Eduardo presenta la misma sonrisa plácida que si estuviera en el Barceló Sancti Petri mirando ponerse el sol por detrás de las palmeras. «Estoy afincado acá desde hace muchos años, pero sevillano de nacimiento no soy», dice, acariciando las letras mientras le van saliendo, en ese hablar mullido y espacioso tan frecuente en Hispanoamérica y que nos recuerda lo bien que hablábamos antiguamente los españoles. «Soy de Bolivia, pero llevo acá por lo menos doce años». De los doce, ocho ha estado repartiendo bombonas por la Feria. «Esto es un sin parar. Es una semanita fuerte. Tenemos unos horarios especiales. La semana de Feria entramos a las seis de la mañana hasta las once, en teoría, porque a las nueve o diez ya hay que estar saliendo de aquí, tras repartir por todas las casetas... prácticamente desde las cinco levantado».
En su tarea se cruza con el que le facilita las cosas y con quien se las dificulta. «Hay de todo, como en todos lados», dice sin amarguras, y se acuerda con caritativa comprensión de «lo típico de la mañana: a veces los borrachos se te suben al camión, se te cuelan, a hacer la gracia, pero lo llevamos bien». Lo típico, dice. Desde luego: la borrachera capulla es un clásico de la Feria de Abril, dicho sea por si los pintores, en años venideros, ahítos ya de escenas con flamencas, mantones y rejas floridas, quieren realzar los carteles con un buen beodo.
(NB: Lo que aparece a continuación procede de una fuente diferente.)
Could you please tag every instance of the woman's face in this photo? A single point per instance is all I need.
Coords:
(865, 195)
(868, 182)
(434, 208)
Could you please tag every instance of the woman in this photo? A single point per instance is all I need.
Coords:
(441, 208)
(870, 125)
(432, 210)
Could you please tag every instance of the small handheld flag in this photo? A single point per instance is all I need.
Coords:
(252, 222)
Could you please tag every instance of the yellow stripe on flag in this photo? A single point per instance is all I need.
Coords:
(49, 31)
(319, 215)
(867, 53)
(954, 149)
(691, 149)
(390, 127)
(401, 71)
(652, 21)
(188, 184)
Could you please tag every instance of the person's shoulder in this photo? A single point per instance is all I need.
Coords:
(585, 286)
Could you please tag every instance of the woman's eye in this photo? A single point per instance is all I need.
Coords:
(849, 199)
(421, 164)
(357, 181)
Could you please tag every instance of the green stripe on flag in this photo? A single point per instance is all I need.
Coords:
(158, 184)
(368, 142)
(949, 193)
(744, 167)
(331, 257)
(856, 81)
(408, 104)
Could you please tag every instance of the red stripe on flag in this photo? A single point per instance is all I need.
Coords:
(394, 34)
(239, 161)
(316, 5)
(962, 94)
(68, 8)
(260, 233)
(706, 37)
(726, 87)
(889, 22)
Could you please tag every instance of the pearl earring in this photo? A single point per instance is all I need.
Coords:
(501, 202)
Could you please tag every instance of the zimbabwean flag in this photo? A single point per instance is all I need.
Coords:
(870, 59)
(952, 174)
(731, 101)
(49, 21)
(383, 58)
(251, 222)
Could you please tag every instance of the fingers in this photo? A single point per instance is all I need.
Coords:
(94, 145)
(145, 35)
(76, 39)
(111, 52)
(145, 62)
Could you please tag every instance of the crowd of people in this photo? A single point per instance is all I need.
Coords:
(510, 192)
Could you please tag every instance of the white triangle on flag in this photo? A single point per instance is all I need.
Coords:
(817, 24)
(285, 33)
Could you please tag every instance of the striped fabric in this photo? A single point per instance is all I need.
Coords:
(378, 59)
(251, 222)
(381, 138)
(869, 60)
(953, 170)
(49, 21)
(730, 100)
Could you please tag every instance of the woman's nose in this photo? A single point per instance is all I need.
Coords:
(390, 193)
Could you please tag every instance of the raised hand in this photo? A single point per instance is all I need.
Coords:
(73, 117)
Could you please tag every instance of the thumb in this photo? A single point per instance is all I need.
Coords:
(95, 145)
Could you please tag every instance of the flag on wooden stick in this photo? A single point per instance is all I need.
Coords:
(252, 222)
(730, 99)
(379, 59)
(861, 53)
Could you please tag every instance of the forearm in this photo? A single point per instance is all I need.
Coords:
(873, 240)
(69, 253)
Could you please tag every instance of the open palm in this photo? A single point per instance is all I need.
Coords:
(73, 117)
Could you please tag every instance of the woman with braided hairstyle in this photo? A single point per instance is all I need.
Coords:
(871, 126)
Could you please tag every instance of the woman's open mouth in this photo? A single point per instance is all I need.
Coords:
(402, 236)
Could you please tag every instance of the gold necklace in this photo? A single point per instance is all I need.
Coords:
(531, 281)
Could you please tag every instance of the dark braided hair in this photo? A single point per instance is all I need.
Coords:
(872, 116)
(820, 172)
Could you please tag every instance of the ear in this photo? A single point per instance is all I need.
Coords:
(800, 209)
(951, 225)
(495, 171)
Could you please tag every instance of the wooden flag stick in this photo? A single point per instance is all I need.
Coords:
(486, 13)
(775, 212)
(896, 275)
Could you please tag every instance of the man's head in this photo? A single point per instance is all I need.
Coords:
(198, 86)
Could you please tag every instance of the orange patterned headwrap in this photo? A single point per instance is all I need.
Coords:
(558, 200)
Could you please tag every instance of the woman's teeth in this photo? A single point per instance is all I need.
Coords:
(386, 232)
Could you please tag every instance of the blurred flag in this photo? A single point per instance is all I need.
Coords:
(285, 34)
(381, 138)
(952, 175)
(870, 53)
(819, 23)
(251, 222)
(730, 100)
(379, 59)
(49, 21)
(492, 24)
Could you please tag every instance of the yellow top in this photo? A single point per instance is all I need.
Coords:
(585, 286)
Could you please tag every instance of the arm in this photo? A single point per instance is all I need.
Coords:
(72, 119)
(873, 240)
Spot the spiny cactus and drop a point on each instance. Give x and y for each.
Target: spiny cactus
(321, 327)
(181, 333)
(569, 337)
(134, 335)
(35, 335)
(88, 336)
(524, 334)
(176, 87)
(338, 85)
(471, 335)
«Después sí disfruto de la Feria. Venimos un par de diíllas con los niños. (Diílla: versión humilde de día, como una canita al aire o pequeña travesura distraída al presupuesto. En la Feria están los que van días y los que van diíllas. En la Feria y en todas partes). «Vamos a los cacharritos a llevar a los niños, y luego una vuelta, y...».
«La Feria la verdad es que es muy bonita. Para los que están acostumbrados a ella y la saben disfrutar, es muy bonita. Como siempre, hay dos o tres tontos que la quieren arruinar, pero eso es en todos lados. Con el cambio creo que más bien la han acortado, porque hasta ahora la gente aprovechaba los dos días de antes», comenta. Y vuelta al trabajo.